Studio album by Raffi
- Released: September 27, 1994
- Recorded: March–June 1994
- Genre: Children's, traditional pop, jazz
- Length: 49:24
- Label: MCA Records Rounder

Raffi chronology
| Evergreen Everblue (1990) | Bananaphone (1994) | Raffi Radio (1995) |

Singles from Bananaphone
- "Bananaphone" Released: 1994; "Shake a Toe" Released: 1994; "The World We Love" Released: 1994; "Slow Day" Released: 1994; "Naturally" Released: 1994;

= Bananaphone =

Bananaphone is a children's album released by Raffi and Michael Creber in 1994. The album is best known for its title track, which uses puns such as "It's a phone with appeal!" (a peel) and nonce words like "bananular" and "interactive-odular" as Raffi extols the virtues of his unique telephone.

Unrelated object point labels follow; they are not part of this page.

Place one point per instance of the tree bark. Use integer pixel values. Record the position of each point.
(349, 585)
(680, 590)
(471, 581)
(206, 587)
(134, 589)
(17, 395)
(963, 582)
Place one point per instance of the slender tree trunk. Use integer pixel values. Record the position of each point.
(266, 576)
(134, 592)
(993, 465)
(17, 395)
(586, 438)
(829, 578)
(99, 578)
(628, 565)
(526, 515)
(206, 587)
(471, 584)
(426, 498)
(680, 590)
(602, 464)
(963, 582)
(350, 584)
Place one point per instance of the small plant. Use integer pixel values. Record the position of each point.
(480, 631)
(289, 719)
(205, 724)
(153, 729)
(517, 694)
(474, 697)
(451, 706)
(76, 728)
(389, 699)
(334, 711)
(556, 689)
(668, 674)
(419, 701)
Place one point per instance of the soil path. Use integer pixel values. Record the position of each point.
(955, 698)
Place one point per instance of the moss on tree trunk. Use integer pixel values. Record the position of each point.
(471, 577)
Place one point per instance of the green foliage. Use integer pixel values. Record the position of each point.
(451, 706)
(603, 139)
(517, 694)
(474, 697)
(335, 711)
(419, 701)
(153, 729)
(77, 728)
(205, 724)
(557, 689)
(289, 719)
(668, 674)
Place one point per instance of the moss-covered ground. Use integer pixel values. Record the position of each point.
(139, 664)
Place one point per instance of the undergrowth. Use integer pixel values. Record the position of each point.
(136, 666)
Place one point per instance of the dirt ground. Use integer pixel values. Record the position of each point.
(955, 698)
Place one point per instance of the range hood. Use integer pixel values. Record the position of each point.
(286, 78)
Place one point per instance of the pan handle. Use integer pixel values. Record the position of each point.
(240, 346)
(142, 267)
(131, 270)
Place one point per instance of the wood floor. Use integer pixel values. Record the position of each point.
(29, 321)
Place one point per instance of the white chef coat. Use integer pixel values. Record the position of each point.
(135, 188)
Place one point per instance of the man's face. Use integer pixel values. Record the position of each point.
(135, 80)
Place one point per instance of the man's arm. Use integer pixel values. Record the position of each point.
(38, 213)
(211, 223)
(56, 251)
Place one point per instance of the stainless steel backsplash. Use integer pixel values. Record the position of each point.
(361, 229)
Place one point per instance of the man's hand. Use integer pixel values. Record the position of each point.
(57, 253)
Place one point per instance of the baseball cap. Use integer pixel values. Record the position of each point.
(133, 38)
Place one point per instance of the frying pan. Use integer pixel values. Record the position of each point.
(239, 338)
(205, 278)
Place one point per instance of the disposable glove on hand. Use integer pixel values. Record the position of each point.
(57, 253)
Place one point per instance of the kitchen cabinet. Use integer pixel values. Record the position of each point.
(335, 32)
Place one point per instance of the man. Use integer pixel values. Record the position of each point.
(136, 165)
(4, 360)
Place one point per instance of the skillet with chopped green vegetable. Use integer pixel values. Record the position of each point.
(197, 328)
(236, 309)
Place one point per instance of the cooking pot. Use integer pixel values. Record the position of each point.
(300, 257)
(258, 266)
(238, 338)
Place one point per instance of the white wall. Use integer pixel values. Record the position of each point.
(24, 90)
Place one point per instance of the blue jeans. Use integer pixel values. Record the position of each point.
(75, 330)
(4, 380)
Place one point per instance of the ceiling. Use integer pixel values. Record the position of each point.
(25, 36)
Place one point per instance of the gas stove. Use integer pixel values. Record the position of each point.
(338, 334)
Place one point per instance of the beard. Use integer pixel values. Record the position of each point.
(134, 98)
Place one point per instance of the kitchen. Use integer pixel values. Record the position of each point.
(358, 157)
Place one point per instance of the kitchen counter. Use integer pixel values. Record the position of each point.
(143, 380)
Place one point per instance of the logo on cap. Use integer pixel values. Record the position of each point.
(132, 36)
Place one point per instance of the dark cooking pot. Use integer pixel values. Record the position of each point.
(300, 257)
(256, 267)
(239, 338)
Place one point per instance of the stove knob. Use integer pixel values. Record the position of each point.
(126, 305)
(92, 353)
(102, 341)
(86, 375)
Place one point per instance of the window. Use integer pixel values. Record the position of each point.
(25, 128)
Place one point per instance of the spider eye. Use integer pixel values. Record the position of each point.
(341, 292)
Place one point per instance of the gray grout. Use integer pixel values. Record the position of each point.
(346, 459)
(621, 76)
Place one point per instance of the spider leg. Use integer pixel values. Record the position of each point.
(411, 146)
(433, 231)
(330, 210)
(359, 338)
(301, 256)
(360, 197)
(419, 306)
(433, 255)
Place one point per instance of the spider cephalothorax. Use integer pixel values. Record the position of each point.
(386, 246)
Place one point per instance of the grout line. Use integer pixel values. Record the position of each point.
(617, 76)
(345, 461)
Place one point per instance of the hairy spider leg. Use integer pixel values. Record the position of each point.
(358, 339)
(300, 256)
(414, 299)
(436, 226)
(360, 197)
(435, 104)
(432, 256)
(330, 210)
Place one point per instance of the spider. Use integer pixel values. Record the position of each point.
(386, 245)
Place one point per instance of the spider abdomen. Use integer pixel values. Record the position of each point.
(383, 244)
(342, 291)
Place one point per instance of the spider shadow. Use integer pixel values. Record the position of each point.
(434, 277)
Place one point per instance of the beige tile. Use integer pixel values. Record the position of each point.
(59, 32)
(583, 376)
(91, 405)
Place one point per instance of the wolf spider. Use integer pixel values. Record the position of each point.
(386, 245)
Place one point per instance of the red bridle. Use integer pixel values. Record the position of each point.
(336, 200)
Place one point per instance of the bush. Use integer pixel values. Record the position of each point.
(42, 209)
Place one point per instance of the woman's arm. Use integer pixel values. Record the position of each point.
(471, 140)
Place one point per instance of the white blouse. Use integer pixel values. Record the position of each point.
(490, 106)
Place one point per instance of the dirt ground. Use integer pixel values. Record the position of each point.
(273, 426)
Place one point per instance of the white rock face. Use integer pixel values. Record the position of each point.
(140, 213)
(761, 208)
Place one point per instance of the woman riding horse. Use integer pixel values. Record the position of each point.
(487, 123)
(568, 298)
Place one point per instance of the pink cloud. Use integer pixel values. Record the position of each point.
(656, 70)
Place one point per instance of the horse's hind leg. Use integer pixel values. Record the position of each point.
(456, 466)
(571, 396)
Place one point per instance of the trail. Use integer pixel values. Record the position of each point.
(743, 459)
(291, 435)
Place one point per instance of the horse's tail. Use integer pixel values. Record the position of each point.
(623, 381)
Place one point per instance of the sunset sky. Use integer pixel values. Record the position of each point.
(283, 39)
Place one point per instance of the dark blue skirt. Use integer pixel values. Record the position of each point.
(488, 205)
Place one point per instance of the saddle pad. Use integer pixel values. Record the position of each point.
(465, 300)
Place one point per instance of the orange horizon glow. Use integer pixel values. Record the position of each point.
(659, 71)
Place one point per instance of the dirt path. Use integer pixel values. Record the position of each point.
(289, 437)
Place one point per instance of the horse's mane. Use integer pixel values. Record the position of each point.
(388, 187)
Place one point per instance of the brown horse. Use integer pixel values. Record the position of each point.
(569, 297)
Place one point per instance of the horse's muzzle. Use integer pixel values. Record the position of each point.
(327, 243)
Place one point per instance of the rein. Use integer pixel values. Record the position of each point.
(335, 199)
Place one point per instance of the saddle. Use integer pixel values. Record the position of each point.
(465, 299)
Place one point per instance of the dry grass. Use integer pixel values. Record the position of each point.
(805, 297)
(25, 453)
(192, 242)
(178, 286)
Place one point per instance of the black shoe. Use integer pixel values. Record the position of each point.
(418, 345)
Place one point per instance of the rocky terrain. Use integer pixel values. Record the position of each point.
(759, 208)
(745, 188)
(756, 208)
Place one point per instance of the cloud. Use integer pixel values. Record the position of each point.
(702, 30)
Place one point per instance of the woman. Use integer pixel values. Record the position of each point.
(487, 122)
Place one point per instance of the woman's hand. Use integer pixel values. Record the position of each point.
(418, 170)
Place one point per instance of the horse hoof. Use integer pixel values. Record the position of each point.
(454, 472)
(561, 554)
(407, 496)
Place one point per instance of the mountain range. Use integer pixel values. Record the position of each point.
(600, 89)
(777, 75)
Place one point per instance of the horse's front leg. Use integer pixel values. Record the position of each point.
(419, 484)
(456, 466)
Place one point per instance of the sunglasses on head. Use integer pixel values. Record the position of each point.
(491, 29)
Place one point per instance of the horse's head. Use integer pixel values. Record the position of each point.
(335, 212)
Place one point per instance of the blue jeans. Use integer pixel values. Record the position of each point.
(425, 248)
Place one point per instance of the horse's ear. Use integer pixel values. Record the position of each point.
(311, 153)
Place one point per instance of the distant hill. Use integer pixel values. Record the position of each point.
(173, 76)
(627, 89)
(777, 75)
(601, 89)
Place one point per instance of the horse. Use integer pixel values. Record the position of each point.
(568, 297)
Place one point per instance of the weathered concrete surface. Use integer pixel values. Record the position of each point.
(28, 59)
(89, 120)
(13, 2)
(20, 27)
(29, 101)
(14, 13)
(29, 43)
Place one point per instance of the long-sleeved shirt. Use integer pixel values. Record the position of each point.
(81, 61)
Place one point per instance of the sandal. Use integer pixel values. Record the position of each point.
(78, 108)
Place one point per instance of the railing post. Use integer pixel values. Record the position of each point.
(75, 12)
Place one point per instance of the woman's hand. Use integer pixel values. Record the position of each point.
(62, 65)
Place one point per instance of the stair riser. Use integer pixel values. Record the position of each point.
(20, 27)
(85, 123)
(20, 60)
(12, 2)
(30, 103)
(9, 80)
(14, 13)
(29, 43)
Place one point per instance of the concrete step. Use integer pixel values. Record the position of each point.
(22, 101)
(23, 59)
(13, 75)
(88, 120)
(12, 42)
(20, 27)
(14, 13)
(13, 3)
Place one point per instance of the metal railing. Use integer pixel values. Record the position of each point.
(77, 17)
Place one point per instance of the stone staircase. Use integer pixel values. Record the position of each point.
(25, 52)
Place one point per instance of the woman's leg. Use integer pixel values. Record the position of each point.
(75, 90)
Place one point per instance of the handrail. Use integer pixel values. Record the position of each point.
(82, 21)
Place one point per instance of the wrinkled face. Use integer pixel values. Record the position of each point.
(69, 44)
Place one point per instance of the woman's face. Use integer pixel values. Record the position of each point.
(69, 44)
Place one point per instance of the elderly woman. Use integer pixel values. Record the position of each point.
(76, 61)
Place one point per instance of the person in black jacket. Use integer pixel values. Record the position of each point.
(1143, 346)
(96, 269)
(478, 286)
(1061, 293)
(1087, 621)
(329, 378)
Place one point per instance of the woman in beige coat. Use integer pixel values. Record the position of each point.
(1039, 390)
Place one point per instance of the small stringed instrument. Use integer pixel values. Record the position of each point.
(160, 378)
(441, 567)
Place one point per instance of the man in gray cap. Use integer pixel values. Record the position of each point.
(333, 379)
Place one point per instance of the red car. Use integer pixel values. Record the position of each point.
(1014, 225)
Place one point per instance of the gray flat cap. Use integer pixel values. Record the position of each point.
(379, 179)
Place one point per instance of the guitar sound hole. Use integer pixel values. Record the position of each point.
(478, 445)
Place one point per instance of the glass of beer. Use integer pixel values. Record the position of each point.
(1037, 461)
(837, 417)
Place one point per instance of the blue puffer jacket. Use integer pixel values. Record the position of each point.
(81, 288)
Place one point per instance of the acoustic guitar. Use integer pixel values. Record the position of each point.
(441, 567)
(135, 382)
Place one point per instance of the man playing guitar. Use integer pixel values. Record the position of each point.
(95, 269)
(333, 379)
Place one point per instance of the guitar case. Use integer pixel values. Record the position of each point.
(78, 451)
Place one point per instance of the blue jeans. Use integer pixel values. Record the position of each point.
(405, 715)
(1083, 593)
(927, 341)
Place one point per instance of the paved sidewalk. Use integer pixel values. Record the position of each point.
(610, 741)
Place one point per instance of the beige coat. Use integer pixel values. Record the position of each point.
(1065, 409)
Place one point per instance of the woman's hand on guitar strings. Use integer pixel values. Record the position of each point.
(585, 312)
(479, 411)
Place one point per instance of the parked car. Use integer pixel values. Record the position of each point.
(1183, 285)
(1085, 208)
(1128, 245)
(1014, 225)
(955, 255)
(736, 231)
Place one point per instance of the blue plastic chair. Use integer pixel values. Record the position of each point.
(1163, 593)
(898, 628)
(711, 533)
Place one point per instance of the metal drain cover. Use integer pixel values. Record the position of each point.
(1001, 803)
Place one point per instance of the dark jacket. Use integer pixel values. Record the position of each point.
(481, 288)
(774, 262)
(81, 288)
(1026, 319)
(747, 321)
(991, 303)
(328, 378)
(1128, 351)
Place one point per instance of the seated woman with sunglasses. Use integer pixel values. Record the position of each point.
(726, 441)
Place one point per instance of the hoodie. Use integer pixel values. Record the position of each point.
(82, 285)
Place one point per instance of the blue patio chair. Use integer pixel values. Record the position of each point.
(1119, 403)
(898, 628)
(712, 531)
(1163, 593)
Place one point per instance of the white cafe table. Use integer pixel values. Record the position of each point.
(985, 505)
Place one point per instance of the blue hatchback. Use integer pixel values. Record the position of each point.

The song "C-A-N-A-D-A" was originally recorded by Stompin' Tom Connors under the title "Cross Canada".

The album was certified Gold by the CRIA in March 2002.

Professional ratings
Review scores
| Source | Rating |
| Allmusic | Star Half star |

== Track listing ==
1. "Bananaphone" (Creber, Raffi) 3:12
2. "Shake a Toe" (Creber, Raffi) 2:20
3. "The World We Love" (Creber, Raffi) 3:23
4. "Slow Day" (Creber, Raffi) 3:25
5. "The Changing Garden of Mr. Bell" (Hubbard, Silversher) 4:07
6. "Naturally" (Creber, Raffi) 3:04
7. "Spring Flowers" [instrumental] (Raffi) 2:40
8. "C-A-N-A-D-A" (Connors) 2:50
9. "Michael Row the Boat Ashore" (Traditional) 3:25
10. "First Peoples" (Creber, Raffi) 4:37
11. "Dee Myth" [instrumental] (Raffi) 2:21
12. "Cowlit Night" (Raffi) 3:21
13. "The Gorilla Song" (Knowles, Knowles) 2:10
14. "Simple Gifts" (Traditional) 2:15
15. "Down by the Riverside" (Traditional) 3:13
16. "The Shmenge Polka" [instrumental] (A Tribute to the late John Candy) (Raffi) 2:07

== Cover versions ==
The album's title track has been covered in several different musical genres. Examples include a barbershop version, several heavy metal versions, a dubstep version and a bluegrass/country version by Rhonda Vincent released on the album Sing Along with Putumayo released by Putumayo World Music.

The Chilean children's show Cachureos released a cover of Bananaphone called "Teléfono" on its 1996 album, "La Mosca".